テリー 36年の中でいろんな大スターにお会いしたと思うんですけど、さっきお話に出た勝新太郎さんは印象深いんですか。
井上 勝さんは一番思い出があるかもしれないですね。
テリー もうパンツは穿かないって言ってましたね。
井上 穿いてましたけどね。
テリー アハハハハハ。
井上 でも、勝さんの話ってね‥‥例えば勝さんって拳銃の件で捕まったことがあるんですよ。刑事ドラマをやるからって、東京湾に空き缶を浮かべて実弾を撃ってたんです。
テリー ムチャクチャだね(笑)。
井上 でもね、記者会見で「君たちは拳銃を撃ったことあるか」って聞くんですよ。だから「ない」って答えると「だろう? 俺もないんだよ。じゃあ、どうやって俺は拳銃を撃つシーンをリアルに演じられるんだ」って、そういう話を延々するわけですよ。そうすると僕らもだんだん「この人の言ってることは正しいんじゃないか」って思えてくるんです。それが勝新太郎の世界なんですけど。
テリー 人を魅了する力が頭抜けてますよね。
井上 だって「パンツを穿かない」のコカイン事件も、勝さんの理屈は「謎の紳士が中華航空機のトイレの前に現れて、俺に渡したからパンツの中に入れた」なんですよ。これをインタビューだけじゃなくて、東京地裁で裁判官相手にも言うんです。僕も地裁でいろんな裁判を傍聴しましたけど、勝さんだけですよ、あそこが舞台になるのは。
テリー 傍聴席じゃなくて客席なんだね。
井上 傍聴席にいる記者や一般の人のリアクションを必ず見るんですよ。で、笑いが生まれるとすごく喜ぶんです。僕はこの裁判をずっと傍聴していて、何回か裁判官が笑ったのを見てるから、それを勝さんに伝えたら「あれは俺の勝ちだよな」って(笑)。もう生きてる世界が全然違うんですよね。
テリー おもしろいなぁ(笑)。
井上 ハワイから戻ってきた時に、当時自宅が都内にあって、僕が「こちらが勝新太郎容疑者の自宅前です」ってリポートしながらスタジオとやり取りしてたんですね。
テリー それは生放送?
井上 生放送で。
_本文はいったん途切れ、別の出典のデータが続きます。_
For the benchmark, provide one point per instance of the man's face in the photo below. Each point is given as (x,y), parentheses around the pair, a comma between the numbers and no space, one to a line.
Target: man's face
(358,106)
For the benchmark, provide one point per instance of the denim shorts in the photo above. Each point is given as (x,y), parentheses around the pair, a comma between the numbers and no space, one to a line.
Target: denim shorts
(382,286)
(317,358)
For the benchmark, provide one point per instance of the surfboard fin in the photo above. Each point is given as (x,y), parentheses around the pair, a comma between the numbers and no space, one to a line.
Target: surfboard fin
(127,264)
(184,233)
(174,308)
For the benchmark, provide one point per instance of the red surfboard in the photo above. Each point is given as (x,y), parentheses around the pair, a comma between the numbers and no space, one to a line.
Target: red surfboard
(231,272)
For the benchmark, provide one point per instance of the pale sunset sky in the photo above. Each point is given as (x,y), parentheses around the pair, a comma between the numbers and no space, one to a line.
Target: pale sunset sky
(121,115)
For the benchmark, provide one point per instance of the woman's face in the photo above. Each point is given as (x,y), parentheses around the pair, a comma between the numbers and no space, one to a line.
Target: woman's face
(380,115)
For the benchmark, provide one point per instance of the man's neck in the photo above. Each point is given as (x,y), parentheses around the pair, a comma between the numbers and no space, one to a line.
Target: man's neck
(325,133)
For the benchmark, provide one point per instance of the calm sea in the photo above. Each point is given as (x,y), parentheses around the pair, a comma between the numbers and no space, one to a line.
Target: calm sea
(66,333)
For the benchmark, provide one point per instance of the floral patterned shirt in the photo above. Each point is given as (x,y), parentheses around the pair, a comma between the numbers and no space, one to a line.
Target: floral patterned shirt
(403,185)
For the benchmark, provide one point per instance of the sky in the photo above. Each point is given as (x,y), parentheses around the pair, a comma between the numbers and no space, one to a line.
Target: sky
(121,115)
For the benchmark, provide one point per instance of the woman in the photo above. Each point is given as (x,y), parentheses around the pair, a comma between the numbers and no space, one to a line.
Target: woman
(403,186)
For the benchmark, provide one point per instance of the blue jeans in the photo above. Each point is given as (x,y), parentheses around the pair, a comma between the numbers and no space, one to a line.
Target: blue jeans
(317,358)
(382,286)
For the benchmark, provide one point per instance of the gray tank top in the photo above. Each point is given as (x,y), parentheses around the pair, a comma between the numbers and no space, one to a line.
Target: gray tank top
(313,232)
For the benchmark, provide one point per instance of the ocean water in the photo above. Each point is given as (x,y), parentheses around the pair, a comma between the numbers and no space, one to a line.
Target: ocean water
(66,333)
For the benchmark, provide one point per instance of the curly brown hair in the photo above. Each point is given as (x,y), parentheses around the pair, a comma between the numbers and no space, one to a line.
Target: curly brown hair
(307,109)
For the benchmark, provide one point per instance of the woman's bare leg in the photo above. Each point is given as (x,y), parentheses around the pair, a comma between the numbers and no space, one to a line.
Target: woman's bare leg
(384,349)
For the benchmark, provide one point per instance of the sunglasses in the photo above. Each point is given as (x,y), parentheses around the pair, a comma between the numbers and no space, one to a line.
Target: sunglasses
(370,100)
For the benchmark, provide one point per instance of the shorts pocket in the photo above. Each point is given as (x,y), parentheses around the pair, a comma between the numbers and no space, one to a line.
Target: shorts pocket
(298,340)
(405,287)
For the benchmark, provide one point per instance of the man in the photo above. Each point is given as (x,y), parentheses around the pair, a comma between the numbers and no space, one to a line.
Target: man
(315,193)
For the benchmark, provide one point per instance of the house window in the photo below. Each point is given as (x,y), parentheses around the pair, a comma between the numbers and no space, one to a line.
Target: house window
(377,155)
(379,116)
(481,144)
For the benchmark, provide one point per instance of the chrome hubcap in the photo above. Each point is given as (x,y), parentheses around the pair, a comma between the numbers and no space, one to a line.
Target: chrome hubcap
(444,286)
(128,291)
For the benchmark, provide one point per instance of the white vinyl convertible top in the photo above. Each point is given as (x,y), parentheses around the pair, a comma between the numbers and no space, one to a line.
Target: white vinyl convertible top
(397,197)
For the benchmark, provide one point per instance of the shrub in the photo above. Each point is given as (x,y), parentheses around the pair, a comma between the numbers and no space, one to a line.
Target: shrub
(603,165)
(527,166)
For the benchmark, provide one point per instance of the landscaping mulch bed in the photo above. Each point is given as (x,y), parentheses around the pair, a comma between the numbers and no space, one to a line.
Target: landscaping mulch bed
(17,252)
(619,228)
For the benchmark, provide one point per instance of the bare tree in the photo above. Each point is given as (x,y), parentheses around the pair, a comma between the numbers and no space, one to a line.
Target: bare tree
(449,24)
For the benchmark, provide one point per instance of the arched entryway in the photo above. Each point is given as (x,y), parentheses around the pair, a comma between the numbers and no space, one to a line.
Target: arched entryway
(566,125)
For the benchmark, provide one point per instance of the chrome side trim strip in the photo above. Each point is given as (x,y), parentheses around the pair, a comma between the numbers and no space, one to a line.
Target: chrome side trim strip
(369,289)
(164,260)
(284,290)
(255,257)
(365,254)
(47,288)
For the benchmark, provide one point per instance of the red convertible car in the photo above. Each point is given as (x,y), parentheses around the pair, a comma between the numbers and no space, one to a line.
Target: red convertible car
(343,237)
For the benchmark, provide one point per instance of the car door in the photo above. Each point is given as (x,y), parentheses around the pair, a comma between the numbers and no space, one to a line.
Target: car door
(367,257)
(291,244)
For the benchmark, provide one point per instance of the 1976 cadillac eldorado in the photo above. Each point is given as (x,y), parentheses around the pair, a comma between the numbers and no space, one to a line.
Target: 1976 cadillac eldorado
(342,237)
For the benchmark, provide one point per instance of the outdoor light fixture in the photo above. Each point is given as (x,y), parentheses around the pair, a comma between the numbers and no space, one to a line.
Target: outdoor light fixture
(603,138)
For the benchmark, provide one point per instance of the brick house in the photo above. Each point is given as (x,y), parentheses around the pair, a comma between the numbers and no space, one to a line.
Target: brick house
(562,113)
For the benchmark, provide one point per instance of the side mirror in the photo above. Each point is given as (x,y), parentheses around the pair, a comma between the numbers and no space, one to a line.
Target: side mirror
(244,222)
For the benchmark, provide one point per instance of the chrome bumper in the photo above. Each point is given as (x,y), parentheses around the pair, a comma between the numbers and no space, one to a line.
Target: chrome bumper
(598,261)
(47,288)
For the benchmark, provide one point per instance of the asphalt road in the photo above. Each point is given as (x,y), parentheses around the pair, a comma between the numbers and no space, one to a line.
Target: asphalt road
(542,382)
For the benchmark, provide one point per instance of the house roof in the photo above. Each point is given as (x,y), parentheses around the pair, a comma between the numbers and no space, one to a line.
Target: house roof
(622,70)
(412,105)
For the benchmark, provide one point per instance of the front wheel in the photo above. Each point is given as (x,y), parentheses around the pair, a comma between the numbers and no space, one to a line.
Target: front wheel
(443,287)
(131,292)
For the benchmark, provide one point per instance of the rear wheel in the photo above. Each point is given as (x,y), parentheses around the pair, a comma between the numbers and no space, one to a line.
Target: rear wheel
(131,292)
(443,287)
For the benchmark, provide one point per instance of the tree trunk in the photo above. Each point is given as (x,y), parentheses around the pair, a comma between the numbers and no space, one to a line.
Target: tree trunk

そしたらCMに入った途端に、後ろからパーンって叩かれて、何かと思ったら勝さんがスリッパを持って立ってるんですよ。で、「井上、容疑者って呼ぶのはやめろ。呼び捨てでいいから。勝新にしろよ」って言って去って行ったんです。こんな芸能人いないですもん。だけどね、おもしろかったし、優しかった。
テリー もうあんな人は出てこないですよね。
井上 出てこないですね。僕、六本木のそば屋さんで勝さんに会って、朝の4時ぐらいまで一緒にハシゴしたんですけど、ほんとに1000万円使い切りましたからね。
テリー ええっ!?
井上 しかも全部キャッシュですよ。銀座のクラブでもついたホステスさん全員に1万円札10枚をチップで胸元に入れるんです。そうすると他のテーブルにいたホステスさんもみんな来ちゃう。座っただけで10万円ですから。1000万円だってなくなりますよ。
テリー 普段から1000万円持ち歩いてるの?
井上 いや、途中で持って来させたんです。全然知らない人が「勝さんですよね、握手してください」って来ても、「おう、お前もちょっと飲んで行けよ」って次の店に連れて行くから、最初2人だったのが、最後20人ぐらいの団体ですよ。
テリー 最高ですね。
井上 それも自分のじゃなくて、タニマチのお金だから。
テリー 自分のじゃないんだ(笑)。
井上 最後は借金だったんですけど、中村玉緒さんが全部返したって話です。でも、あんな豪快で楽しい人はいないですよね。